The paper tackles the challenge of optimizing deep learning recommendation systems for high quality and performance under strict latency and load constraints by introducing RecPipe and its accelerator RPAccel, which achieve 3x latency and 6x throughput improvements at iso-quality compared to prior art.
Deep learning recommendation systems must provide high quality, personalized content under strict tail-latency targets and high system loads. This paper presents RecPipe, a system to jointly optimize recommendation quality and inference performance. Central to RecPipe is decomposing recommendation models into multi-stage pipelines to maintain quality while reducing compute complexity and exposing distinct parallelism opportunities.

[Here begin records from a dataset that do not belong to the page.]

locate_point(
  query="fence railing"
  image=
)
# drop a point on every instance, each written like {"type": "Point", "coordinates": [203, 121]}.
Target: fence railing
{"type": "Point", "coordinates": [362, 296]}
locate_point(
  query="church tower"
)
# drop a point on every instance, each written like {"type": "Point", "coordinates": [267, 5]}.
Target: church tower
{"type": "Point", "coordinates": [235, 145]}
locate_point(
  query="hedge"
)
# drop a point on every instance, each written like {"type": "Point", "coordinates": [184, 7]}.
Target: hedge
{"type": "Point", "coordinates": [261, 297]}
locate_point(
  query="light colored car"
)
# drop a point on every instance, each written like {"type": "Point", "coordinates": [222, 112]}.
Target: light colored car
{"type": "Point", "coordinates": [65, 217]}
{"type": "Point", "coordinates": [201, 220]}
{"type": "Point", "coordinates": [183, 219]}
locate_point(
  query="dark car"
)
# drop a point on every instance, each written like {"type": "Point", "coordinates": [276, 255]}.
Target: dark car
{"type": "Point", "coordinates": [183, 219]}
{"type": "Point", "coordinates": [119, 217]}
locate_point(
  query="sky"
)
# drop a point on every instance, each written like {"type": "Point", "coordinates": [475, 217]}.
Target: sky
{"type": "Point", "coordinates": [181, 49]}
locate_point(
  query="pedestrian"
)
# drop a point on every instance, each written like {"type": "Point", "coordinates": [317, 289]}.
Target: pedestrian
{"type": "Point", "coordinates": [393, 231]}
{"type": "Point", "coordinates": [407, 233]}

RecPipe implements an inference scheduler to map multi-stage recommendation engines onto commodity, heterogeneous platforms (e.g., CPUs, GPUs).While the hardware-aware scheduling improves ranking efficiency, the commodity platforms suffer from many limitations requiring specialized hardware. Thus, we design RecPipeAccel (RPAccel), a custom accelerator that jointly optimizes quality, tail-latency, and system throughput. RPAc-cel is designed specifically to exploit the distinct design space opened via RecPipe. In particular, RPAccel processes queries in sub-batches to pipeline recommendation stages, implements dual static and dynamic embedding caches, a set of top-k filtering units, and a reconfigurable systolic array. Com-pared to prior-art and at iso-quality, we demonstrate that RPAccel improves latency and throughput by 3x and 6x.